Background Acquired haemophilia A is a very rare disease caused by the development of clotting factor VIII (FVIII) inhibitors, resulting in haemorrhage and bleeding episodes. This situation has been reported during interferon therapy for chronic hepatitis C virus (HCV) infection. To eliminate FVIII inhibitors, immunosuppressive therapy with corticosteroids and cytotoxic drugs is regarded as the mainstay of therapy.

Purpose To describe a case of acquired haemophilia A refractory to conventional immunomodulatory therapy that has responded to rituximab.

Materials and methods Patient clinical history was reviewed and the following laboratory investigations were collected: haemoglobin, platelets count, coagulation tests (prothrombin time (PT) and activated partial thromboplastin time (APTT)) and FVIII and inhibitor levels.

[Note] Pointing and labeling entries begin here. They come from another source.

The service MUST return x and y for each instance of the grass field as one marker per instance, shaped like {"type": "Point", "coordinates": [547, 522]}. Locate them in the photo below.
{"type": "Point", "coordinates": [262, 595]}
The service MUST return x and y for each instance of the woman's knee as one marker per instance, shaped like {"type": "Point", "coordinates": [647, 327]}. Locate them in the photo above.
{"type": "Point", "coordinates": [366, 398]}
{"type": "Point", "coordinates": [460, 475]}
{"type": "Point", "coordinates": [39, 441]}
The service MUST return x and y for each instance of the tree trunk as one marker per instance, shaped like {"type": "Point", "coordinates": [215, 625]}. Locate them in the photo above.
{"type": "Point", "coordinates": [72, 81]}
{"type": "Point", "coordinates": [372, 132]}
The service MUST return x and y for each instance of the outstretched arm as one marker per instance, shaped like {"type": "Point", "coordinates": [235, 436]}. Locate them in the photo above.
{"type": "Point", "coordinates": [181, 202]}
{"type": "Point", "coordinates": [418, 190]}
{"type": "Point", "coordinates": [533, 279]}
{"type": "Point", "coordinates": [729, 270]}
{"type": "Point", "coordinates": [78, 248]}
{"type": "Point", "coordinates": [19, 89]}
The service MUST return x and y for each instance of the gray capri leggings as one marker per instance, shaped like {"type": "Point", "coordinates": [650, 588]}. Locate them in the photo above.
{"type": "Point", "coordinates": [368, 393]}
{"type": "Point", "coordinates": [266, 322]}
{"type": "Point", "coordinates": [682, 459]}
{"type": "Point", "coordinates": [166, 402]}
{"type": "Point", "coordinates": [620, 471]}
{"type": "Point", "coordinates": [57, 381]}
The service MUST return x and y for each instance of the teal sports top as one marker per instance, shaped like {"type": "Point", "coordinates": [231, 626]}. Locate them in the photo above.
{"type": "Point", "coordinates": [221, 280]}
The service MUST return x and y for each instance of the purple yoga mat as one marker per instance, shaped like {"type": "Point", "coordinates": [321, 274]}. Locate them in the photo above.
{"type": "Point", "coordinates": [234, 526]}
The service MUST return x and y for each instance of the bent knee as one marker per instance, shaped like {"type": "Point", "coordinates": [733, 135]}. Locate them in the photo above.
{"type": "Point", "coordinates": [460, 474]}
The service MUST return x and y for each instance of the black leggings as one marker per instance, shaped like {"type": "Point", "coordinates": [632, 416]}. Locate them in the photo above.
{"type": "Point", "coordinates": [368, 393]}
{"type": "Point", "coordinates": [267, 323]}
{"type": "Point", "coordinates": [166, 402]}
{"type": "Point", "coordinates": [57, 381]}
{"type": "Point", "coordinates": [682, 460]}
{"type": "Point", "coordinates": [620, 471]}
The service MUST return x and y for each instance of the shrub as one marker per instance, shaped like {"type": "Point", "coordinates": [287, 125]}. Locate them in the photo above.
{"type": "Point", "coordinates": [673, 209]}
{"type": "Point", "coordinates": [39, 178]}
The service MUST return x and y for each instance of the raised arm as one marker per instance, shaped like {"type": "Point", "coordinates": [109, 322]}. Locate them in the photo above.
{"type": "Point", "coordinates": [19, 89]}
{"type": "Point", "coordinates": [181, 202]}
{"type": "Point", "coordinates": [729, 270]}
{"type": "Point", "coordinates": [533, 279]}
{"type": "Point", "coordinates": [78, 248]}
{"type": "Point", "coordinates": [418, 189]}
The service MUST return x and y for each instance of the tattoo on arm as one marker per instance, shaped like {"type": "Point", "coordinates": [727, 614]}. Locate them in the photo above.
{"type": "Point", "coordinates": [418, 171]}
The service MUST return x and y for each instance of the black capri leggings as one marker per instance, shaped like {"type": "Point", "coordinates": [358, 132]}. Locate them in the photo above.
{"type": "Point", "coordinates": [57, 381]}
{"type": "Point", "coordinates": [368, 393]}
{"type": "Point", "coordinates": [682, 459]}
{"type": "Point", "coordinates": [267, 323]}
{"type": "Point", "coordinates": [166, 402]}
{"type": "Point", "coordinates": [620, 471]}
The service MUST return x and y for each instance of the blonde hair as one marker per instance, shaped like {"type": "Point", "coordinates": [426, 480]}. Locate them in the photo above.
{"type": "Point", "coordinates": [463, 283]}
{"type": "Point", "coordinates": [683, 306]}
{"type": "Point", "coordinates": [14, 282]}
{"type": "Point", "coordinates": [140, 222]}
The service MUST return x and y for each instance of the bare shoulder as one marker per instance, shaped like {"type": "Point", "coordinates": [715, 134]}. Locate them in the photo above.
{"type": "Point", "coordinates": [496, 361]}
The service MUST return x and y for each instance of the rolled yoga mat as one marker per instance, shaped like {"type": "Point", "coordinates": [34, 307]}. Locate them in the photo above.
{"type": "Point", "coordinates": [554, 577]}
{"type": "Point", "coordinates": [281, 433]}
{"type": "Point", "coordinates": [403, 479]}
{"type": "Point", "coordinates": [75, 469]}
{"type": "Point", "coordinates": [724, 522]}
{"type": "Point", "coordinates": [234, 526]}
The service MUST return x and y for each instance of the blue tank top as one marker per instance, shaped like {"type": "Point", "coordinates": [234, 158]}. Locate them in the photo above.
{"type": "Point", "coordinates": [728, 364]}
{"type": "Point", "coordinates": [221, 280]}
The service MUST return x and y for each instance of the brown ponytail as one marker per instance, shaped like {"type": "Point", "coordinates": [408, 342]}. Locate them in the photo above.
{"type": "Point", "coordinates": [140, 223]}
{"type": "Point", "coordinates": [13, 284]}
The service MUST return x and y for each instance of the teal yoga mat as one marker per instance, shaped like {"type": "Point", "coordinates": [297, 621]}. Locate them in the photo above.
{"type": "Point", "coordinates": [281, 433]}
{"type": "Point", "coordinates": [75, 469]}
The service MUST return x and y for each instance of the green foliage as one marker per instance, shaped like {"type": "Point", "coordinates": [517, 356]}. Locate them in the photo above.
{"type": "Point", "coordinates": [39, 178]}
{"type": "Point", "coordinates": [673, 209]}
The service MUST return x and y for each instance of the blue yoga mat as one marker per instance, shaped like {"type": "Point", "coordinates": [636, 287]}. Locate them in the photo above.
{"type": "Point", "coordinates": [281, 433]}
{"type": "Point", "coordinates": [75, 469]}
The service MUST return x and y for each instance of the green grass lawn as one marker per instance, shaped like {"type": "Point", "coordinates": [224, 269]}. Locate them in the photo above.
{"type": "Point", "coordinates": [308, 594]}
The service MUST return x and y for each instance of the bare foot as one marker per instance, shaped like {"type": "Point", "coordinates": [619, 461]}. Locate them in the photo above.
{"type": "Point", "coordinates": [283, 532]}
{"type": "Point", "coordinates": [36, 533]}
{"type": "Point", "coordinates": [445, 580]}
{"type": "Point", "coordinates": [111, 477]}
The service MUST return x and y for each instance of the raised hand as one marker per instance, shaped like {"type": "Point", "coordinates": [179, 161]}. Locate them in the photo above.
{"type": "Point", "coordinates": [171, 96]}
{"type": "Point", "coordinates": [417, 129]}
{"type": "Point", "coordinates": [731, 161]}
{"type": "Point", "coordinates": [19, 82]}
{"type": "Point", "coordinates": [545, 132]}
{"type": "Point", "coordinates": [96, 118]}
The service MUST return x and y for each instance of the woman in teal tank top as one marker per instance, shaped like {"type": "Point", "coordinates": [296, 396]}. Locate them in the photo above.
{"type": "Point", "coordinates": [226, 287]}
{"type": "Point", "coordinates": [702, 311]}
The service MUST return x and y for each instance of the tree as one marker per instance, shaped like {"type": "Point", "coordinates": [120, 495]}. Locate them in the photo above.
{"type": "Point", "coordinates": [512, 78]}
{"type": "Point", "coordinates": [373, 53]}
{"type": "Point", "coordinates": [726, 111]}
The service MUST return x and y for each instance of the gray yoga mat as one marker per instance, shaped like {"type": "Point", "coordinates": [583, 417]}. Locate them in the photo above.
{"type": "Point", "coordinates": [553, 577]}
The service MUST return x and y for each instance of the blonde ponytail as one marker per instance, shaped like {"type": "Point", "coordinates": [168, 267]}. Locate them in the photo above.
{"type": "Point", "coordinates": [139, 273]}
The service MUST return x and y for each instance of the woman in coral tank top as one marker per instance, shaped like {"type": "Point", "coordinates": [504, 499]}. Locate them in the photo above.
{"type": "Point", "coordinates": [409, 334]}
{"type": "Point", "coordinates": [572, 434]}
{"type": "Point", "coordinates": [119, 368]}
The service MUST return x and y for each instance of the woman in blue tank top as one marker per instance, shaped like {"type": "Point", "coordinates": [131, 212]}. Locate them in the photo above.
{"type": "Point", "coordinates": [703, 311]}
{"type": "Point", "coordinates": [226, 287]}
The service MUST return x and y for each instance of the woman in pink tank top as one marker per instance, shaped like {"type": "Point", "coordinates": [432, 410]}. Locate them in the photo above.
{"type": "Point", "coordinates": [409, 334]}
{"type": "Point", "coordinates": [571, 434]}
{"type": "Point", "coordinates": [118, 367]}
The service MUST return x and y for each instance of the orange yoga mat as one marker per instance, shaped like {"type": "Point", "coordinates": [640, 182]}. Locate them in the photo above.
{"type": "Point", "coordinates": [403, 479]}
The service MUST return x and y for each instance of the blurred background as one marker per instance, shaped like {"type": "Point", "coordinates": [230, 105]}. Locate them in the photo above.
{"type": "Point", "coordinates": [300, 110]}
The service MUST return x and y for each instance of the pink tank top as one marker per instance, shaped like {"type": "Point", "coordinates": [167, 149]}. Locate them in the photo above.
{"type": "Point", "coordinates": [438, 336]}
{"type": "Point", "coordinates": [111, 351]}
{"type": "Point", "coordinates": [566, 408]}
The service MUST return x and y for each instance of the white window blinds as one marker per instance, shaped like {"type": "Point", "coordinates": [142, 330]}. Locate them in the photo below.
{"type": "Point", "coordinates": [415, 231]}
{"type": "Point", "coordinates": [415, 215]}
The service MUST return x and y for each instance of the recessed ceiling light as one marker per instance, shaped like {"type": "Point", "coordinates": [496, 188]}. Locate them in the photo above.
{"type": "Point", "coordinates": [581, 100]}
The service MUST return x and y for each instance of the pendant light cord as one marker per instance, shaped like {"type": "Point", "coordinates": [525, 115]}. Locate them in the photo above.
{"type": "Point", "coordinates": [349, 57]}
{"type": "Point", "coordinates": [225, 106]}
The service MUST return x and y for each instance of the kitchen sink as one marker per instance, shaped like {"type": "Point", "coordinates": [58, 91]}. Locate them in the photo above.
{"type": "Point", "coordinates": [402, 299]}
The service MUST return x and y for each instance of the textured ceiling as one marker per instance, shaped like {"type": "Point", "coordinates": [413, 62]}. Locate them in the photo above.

Results A non-haemophilic 63 years old male patient with chronic HCV infection was receiving antiviral therapy with pegylated-interferon at 180 mcg weekly plus ribavirin at 400 mg twice daily. After 21 weeks of antiviral therapy, patient was admitted to hospital for a large haematoma in right lateral abdominal muscles, coagulopathy and acquired haemophilia. Haemoglobin and platelets count were decreased, PT was normal, APTT was increased, FVIII level was 0% and FVIII inhibitor level was 345 Bethesda units (BU). Immunosuppressive therapy with intravenous metilprednisolone and oral cyclophosphamide was started. After 4 weeks, a slight improvement in FVIII level and a decrease in inhibitors were obtained; for this reason, oral cyclophosphamide was replaced by intravenous rituximab. Patient received rituximab at 375 mg/m² four once-weekly doses and oral prednisone at 30 mg twice daily. Before the second dose of rituximab, FVIII level was 25% and FVIII inhibitors level, 3 BU; coagulation tests were normalised and haemoglobin and platelets count remained diminished.

Conclusions After failure of standard therapy, the use of rituximab in off label condition appears to be an effective option to eliminate FVIII inhibitors in patients with acquired haemophilia.